The city said if this were true it would “be against the instructions given to workers at satellite sites”, but also said it was “curious that Ms Jacob waited until after the election to raise these allegations.”
Jacob also said he saw voters vote in person in cities without signing a form saying they lost their mail-in ballot. The city said it has procedures in place to prevent anyone from voting twice.
And another complaint from Jacob, that she was instructed to “adjust the mailing date of … absentee ballots to be dated before they were sent,” was treated as an oddity in the law. city response.

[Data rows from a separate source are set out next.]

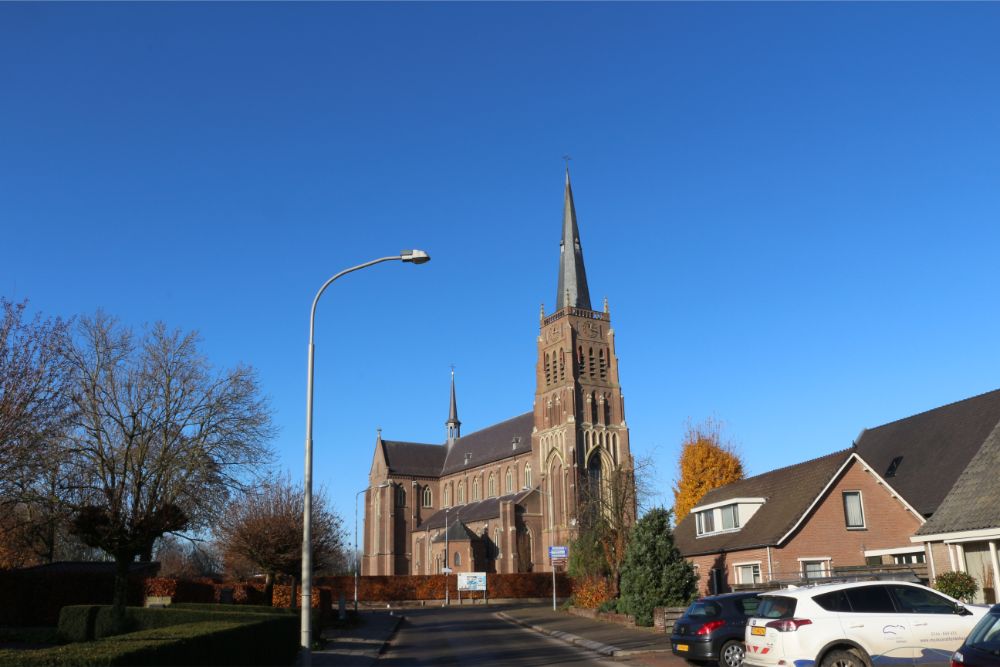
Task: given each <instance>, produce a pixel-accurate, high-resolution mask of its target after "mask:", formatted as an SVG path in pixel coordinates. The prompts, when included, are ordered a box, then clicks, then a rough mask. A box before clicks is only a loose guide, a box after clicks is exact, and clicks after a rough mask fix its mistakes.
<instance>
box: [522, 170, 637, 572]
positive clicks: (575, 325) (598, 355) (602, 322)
mask: <svg viewBox="0 0 1000 667" xmlns="http://www.w3.org/2000/svg"><path fill="white" fill-rule="evenodd" d="M540 316H541V323H540V329H541V331H540V333H539V336H538V364H537V367H536V390H535V407H534V421H535V426H534V432H533V434H532V450H533V451H534V452H536V456H537V458H536V459H535V460H536V462H537V464H538V466H539V467H538V470H539V472H540V480H541V488H540V493H541V496H540V501H541V503H542V505H543V511H542V515H543V517H544V520H543V524H544V525H543V526H542V537H543V539H542V554H543V556H544V555H546V554H547V552H548V547H549V546H555V545H565V544H566V543H567V541H568V540H571V539H573V538H574V537H575V536H576V529H577V524H578V521H579V512H580V511H581V507H580V504H581V498H582V497H584V494H588V493H599V492H600V489H601V488H602V478H603V476H604V475H605V474H606V473H607V472H608V471H611V470H613V469H616V468H618V467H619V466H628V467H631V465H632V460H631V453H630V450H629V442H628V427H627V426H626V424H625V405H624V399H623V397H622V392H621V385H620V384H619V378H618V358H617V356H616V355H615V339H614V329H612V328H611V315H610V312H609V310H608V303H607V300H606V299H605V301H604V308H603V311H601V312H599V311H595V310H593V308H592V306H591V303H590V289H589V287H588V285H587V273H586V270H585V268H584V263H583V247H582V245H581V243H580V231H579V229H578V227H577V223H576V208H575V206H574V203H573V189H572V187H571V185H570V178H569V169H567V170H566V189H565V194H564V203H563V225H562V240H561V242H560V244H559V281H558V292H557V294H556V308H555V312H553V313H552V314H550V315H548V316H546V315H545V308H544V306H543V307H542V312H541V314H540ZM544 567H545V569H546V570H547V569H549V567H550V566H549V564H548V561H547V558H546V560H545V565H544Z"/></svg>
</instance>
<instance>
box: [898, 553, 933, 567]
mask: <svg viewBox="0 0 1000 667" xmlns="http://www.w3.org/2000/svg"><path fill="white" fill-rule="evenodd" d="M892 561H893V562H894V563H895V564H896V565H915V564H916V563H926V562H927V561H926V560H925V559H924V552H923V551H921V552H918V553H912V554H896V555H894V556H893V557H892Z"/></svg>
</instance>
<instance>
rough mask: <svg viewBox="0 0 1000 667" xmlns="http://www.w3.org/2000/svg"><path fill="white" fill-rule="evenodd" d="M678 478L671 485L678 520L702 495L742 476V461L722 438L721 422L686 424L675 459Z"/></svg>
mask: <svg viewBox="0 0 1000 667" xmlns="http://www.w3.org/2000/svg"><path fill="white" fill-rule="evenodd" d="M679 467H680V479H679V480H678V482H677V486H675V487H674V516H675V517H676V519H675V520H676V521H677V523H680V522H681V519H683V518H684V517H685V516H687V515H688V513H689V512H690V511H691V508H692V507H694V506H695V505H697V504H698V501H699V500H701V498H702V496H704V495H705V494H706V493H708V492H709V491H711V490H712V489H717V488H719V487H720V486H725V485H726V484H729V483H730V482H735V481H737V480H740V479H743V477H744V474H743V460H742V459H741V458H740V455H739V454H738V453H737V451H736V448H735V447H734V446H733V444H732V443H731V442H729V441H728V440H723V438H722V423H721V422H719V421H717V420H715V419H711V418H709V419H707V420H705V421H704V422H702V423H700V424H697V425H694V426H691V425H690V424H689V425H688V429H687V434H686V435H685V436H684V444H683V445H682V447H681V456H680V461H679Z"/></svg>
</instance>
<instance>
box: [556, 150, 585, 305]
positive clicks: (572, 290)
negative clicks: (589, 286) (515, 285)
mask: <svg viewBox="0 0 1000 667" xmlns="http://www.w3.org/2000/svg"><path fill="white" fill-rule="evenodd" d="M558 289H559V293H558V294H557V295H556V310H557V311H558V310H562V309H563V308H585V309H586V310H591V307H590V289H589V288H588V287H587V270H586V269H585V268H584V267H583V246H582V245H581V244H580V230H579V228H577V226H576V207H575V206H574V205H573V188H572V187H571V186H570V184H569V169H567V170H566V192H565V195H564V200H563V235H562V240H561V241H560V242H559V288H558Z"/></svg>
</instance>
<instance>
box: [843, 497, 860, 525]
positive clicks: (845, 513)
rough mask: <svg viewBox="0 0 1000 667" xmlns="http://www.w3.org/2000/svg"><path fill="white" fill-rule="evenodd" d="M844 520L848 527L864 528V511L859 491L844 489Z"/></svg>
mask: <svg viewBox="0 0 1000 667" xmlns="http://www.w3.org/2000/svg"><path fill="white" fill-rule="evenodd" d="M844 522H845V523H846V524H847V527H848V528H864V527H865V512H864V509H863V508H862V507H861V492H860V491H844Z"/></svg>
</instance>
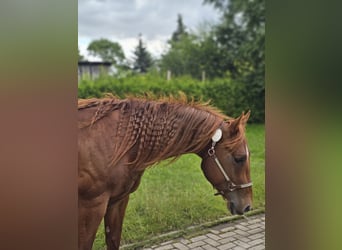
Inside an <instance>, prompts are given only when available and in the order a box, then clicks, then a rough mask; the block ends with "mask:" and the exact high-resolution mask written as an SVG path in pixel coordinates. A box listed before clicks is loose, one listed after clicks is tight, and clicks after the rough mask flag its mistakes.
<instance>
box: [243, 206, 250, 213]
mask: <svg viewBox="0 0 342 250" xmlns="http://www.w3.org/2000/svg"><path fill="white" fill-rule="evenodd" d="M250 210H251V206H250V205H247V206H246V207H245V209H244V210H243V212H244V213H247V212H248V211H250Z"/></svg>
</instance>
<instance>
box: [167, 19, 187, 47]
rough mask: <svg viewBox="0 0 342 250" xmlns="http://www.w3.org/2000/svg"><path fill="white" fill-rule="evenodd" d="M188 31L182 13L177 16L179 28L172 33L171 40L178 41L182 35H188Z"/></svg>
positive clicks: (182, 35) (177, 23) (177, 19)
mask: <svg viewBox="0 0 342 250" xmlns="http://www.w3.org/2000/svg"><path fill="white" fill-rule="evenodd" d="M187 34H188V33H187V32H186V31H185V25H184V24H183V18H182V15H181V14H178V16H177V29H176V31H175V32H173V33H172V37H171V41H172V42H178V41H180V40H181V38H182V36H186V35H187Z"/></svg>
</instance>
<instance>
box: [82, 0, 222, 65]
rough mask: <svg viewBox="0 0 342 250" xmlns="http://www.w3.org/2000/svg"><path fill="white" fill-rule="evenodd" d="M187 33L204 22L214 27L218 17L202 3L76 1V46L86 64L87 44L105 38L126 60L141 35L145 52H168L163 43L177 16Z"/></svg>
mask: <svg viewBox="0 0 342 250" xmlns="http://www.w3.org/2000/svg"><path fill="white" fill-rule="evenodd" d="M178 13H179V14H181V15H182V17H183V23H184V24H185V26H186V27H187V29H188V31H189V30H196V28H198V26H199V25H200V24H202V23H204V22H210V23H215V22H217V21H218V20H219V13H218V12H217V10H215V9H214V8H213V6H212V5H207V4H206V5H203V0H78V46H79V49H80V51H81V54H82V55H85V56H87V58H88V59H89V60H96V58H93V57H89V56H88V54H87V51H86V49H87V46H88V44H89V43H90V42H91V41H92V40H95V39H99V38H107V39H109V40H112V41H115V42H119V43H120V45H121V46H122V48H123V50H124V52H125V55H126V58H131V57H132V51H133V50H134V48H135V47H136V46H137V44H138V35H139V33H141V34H142V35H143V41H144V42H145V43H146V45H147V49H148V50H149V52H150V53H151V54H152V55H153V56H154V57H158V56H160V54H162V53H163V52H165V50H166V49H167V47H166V41H167V40H168V39H170V37H171V34H172V33H173V32H174V31H175V30H176V28H177V14H178Z"/></svg>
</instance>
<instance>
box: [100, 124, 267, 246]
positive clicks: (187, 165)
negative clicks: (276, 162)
mask: <svg viewBox="0 0 342 250" xmlns="http://www.w3.org/2000/svg"><path fill="white" fill-rule="evenodd" d="M247 139H248V143H249V148H250V152H251V178H252V181H253V184H254V186H253V207H254V208H262V207H264V206H265V126H264V125H254V124H253V125H248V127H247ZM200 162H201V159H200V158H199V157H198V156H196V155H193V154H188V155H183V156H182V157H181V158H180V159H179V160H177V161H176V162H174V163H172V164H167V163H166V162H162V163H160V164H159V165H157V166H155V167H153V168H151V169H148V170H146V172H145V174H144V176H143V178H142V181H141V184H140V186H139V188H138V190H137V191H136V192H135V193H133V194H132V195H131V197H130V201H129V204H128V208H127V211H126V216H125V220H124V228H123V235H122V244H128V243H133V242H138V241H141V240H147V239H149V238H151V237H153V236H156V235H159V234H162V233H166V232H169V231H173V230H182V229H185V228H187V227H189V226H191V225H196V224H201V223H205V222H209V221H213V220H216V219H218V218H221V217H225V216H227V215H229V212H228V210H227V207H226V203H225V201H224V200H223V199H222V198H221V197H220V196H214V195H213V194H214V193H215V190H214V189H213V188H212V186H211V184H210V183H209V182H208V181H207V180H206V179H205V177H204V175H203V173H202V171H201V168H200ZM104 248H105V241H104V232H103V225H101V226H100V228H99V231H98V234H97V238H96V241H95V243H94V249H104Z"/></svg>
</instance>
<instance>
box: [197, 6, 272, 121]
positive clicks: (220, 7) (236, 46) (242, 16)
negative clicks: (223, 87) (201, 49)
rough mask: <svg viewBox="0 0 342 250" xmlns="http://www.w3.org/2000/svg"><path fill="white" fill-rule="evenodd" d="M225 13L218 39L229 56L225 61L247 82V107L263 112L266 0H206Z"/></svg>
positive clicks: (215, 30) (215, 31) (230, 74)
mask: <svg viewBox="0 0 342 250" xmlns="http://www.w3.org/2000/svg"><path fill="white" fill-rule="evenodd" d="M204 3H210V4H213V5H214V7H215V8H217V9H218V10H219V11H220V12H221V13H222V22H221V23H220V24H219V25H217V26H216V28H215V37H216V38H215V39H216V41H217V44H218V47H219V48H220V50H221V54H222V55H223V56H224V57H225V58H226V63H225V64H223V65H222V67H223V69H224V70H227V71H229V72H230V75H231V76H232V78H233V79H236V80H238V81H241V82H242V83H244V86H243V88H241V91H242V92H243V96H245V99H246V104H245V105H246V108H249V109H252V110H253V112H254V113H256V112H260V113H261V114H262V115H259V114H258V115H257V116H258V117H261V116H264V112H265V111H264V105H265V0H252V1H240V0H204Z"/></svg>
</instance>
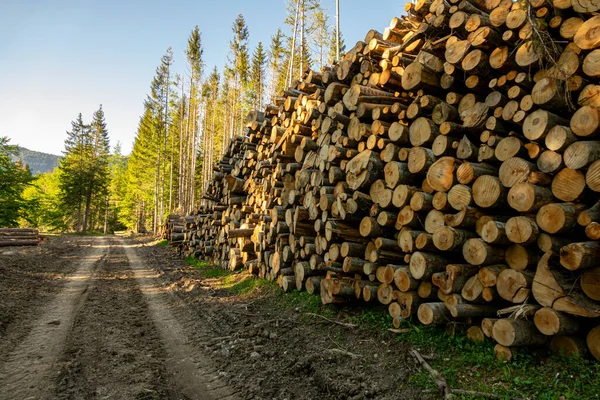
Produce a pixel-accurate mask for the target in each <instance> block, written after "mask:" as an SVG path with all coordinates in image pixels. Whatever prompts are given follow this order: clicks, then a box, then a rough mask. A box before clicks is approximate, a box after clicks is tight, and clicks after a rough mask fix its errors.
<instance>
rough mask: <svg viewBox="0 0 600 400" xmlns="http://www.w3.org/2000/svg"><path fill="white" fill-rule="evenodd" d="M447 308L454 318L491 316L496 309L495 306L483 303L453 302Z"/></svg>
mask: <svg viewBox="0 0 600 400" xmlns="http://www.w3.org/2000/svg"><path fill="white" fill-rule="evenodd" d="M448 309H449V310H450V315H452V317H454V318H467V317H493V316H495V315H496V312H497V311H498V309H497V308H496V307H494V306H490V305H484V304H455V305H452V306H449V307H448Z"/></svg>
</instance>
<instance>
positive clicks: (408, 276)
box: [394, 266, 421, 292]
mask: <svg viewBox="0 0 600 400" xmlns="http://www.w3.org/2000/svg"><path fill="white" fill-rule="evenodd" d="M394 283H395V284H396V287H397V288H398V289H399V290H400V291H402V292H408V291H412V290H416V289H418V287H419V285H420V284H421V281H420V280H418V279H415V278H413V276H412V275H411V273H410V268H409V267H407V266H400V267H399V268H396V270H395V271H394Z"/></svg>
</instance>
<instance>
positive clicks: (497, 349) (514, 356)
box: [494, 343, 517, 362]
mask: <svg viewBox="0 0 600 400" xmlns="http://www.w3.org/2000/svg"><path fill="white" fill-rule="evenodd" d="M494 352H495V353H496V359H497V360H499V361H504V362H507V361H510V360H512V359H513V358H515V357H516V356H517V347H506V346H502V345H501V344H500V343H497V344H496V346H494Z"/></svg>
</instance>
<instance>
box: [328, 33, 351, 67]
mask: <svg viewBox="0 0 600 400" xmlns="http://www.w3.org/2000/svg"><path fill="white" fill-rule="evenodd" d="M336 41H337V36H336V33H335V29H332V30H331V33H330V35H329V52H328V53H327V64H333V62H334V61H335V55H336ZM344 51H346V43H345V42H344V35H342V32H340V59H342V58H343V57H344Z"/></svg>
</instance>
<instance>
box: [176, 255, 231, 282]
mask: <svg viewBox="0 0 600 400" xmlns="http://www.w3.org/2000/svg"><path fill="white" fill-rule="evenodd" d="M185 261H186V262H187V263H188V265H191V266H192V267H194V268H196V269H197V270H200V271H201V272H202V275H204V276H205V277H207V278H220V277H222V276H227V275H230V274H231V272H230V271H228V270H225V269H223V268H219V267H215V266H211V265H208V263H207V262H206V261H200V260H198V259H197V258H194V257H187V258H186V259H185Z"/></svg>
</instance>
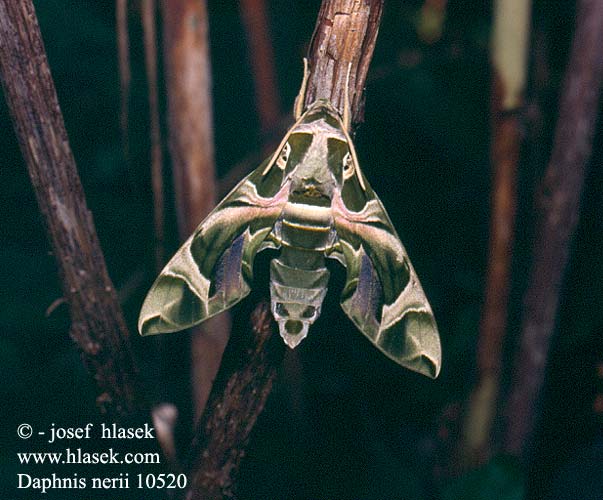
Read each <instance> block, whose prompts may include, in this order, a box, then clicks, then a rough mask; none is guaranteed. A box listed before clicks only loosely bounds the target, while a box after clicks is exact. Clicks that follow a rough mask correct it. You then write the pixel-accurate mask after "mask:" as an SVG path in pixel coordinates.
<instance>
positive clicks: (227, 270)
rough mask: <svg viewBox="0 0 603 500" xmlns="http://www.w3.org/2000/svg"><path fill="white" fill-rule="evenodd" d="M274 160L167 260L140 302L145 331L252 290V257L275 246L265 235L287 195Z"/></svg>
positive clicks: (201, 225)
mask: <svg viewBox="0 0 603 500" xmlns="http://www.w3.org/2000/svg"><path fill="white" fill-rule="evenodd" d="M275 160H277V159H276V158H271V159H269V160H267V161H266V162H264V163H263V164H262V165H260V167H258V168H257V169H256V170H255V171H253V172H252V173H251V174H249V175H248V176H247V177H246V178H245V179H243V180H242V181H241V182H240V183H239V184H238V185H237V186H236V187H235V188H234V189H233V190H232V191H231V192H230V194H228V195H227V196H226V198H224V200H223V201H222V202H221V203H220V204H219V205H218V206H217V207H216V208H215V209H214V210H213V211H212V212H211V213H210V214H209V216H208V217H207V218H206V219H205V220H204V221H203V222H202V223H201V225H200V226H199V227H198V228H197V229H196V230H195V232H194V233H193V234H192V236H191V237H190V238H189V239H188V240H187V241H186V242H185V243H184V245H182V247H181V248H180V249H179V250H178V252H177V253H176V254H175V255H174V257H172V259H171V260H170V261H169V262H168V264H167V265H166V266H165V268H164V269H163V271H162V272H161V274H160V275H159V277H158V278H157V280H156V281H155V283H154V284H153V286H152V287H151V289H150V291H149V293H148V294H147V297H146V299H145V301H144V303H143V305H142V309H141V311H140V317H139V320H138V330H139V332H140V334H141V335H154V334H157V333H169V332H175V331H178V330H183V329H185V328H189V327H191V326H193V325H196V324H197V323H200V322H202V321H204V320H206V319H208V318H210V317H212V316H214V315H216V314H218V313H220V312H222V311H224V310H226V309H228V308H229V307H231V306H233V305H234V304H235V303H237V302H238V301H240V300H241V299H242V298H244V297H245V296H246V295H247V294H249V291H250V282H251V280H252V274H253V259H254V257H255V255H256V254H257V252H258V251H260V250H262V249H263V248H267V247H269V246H271V242H270V241H269V240H267V239H266V238H267V237H268V235H269V234H270V231H271V229H272V226H273V225H274V223H275V222H276V220H277V219H278V217H279V215H280V213H281V211H282V209H283V206H284V205H285V203H286V200H287V192H288V189H287V186H288V184H287V183H286V182H284V183H283V179H282V170H281V169H280V168H278V166H274V165H271V164H274V163H275ZM267 165H268V167H267ZM267 173H268V175H266V174H267ZM279 175H281V178H280V179H279V178H277V179H275V178H274V177H275V176H276V177H278V176H279ZM267 183H269V184H267Z"/></svg>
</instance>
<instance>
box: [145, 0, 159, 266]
mask: <svg viewBox="0 0 603 500" xmlns="http://www.w3.org/2000/svg"><path fill="white" fill-rule="evenodd" d="M156 12H157V9H156V4H155V0H142V27H143V31H144V55H145V64H146V69H147V85H148V89H149V121H150V124H151V184H152V187H153V220H154V222H155V263H156V265H157V268H158V269H161V267H163V264H164V254H165V250H164V240H165V230H164V226H165V221H164V219H165V217H164V210H163V207H164V196H163V153H162V140H161V126H160V123H159V96H158V89H157V86H158V81H157V34H156V29H155V23H156Z"/></svg>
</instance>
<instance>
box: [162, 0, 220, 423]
mask: <svg viewBox="0 0 603 500" xmlns="http://www.w3.org/2000/svg"><path fill="white" fill-rule="evenodd" d="M161 6H162V13H163V30H164V31H163V33H164V37H163V40H164V53H165V57H164V60H165V75H166V87H167V94H168V112H169V129H170V130H169V142H170V153H171V160H172V171H173V177H174V191H175V194H176V212H177V216H178V228H179V232H180V236H181V239H182V240H184V239H186V238H187V237H188V236H189V235H190V234H191V233H192V232H193V231H194V229H195V228H196V227H197V225H198V224H199V223H200V222H201V221H202V220H203V219H204V218H205V216H206V215H207V214H208V213H209V212H210V211H211V209H212V208H213V206H214V204H215V201H216V199H215V198H216V194H215V193H216V181H215V167H214V138H213V129H212V127H213V120H212V103H211V95H210V89H211V76H210V62H209V39H208V31H209V25H208V19H207V7H206V2H205V1H204V0H162V3H161ZM229 329H230V325H229V319H228V316H227V315H220V316H217V317H215V318H212V319H210V320H208V321H206V322H205V323H204V324H203V325H202V326H201V327H199V328H197V329H195V332H194V334H193V336H192V339H191V351H192V352H191V356H192V358H191V359H192V364H191V369H192V374H191V375H192V386H193V402H194V409H195V416H196V417H199V416H200V414H201V412H202V410H203V407H204V406H205V402H206V400H207V397H208V395H209V390H210V388H211V383H212V380H213V378H214V376H215V373H216V371H217V369H218V366H219V363H220V359H221V356H222V351H223V349H224V346H225V345H226V341H227V337H228V332H229Z"/></svg>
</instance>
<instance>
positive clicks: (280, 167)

“It is not clear what the purpose of his claim is – the date on the ballot sent to voters has no legal significance. What matters is the return of the ballot. If it was not returned and received by 8:00 pm on November 3, 2020, it was not counted, ”the city said.
The city noted that Jacob was put on leave before the election, was brought back to work during the election season in September, and was fired again immediately after the election.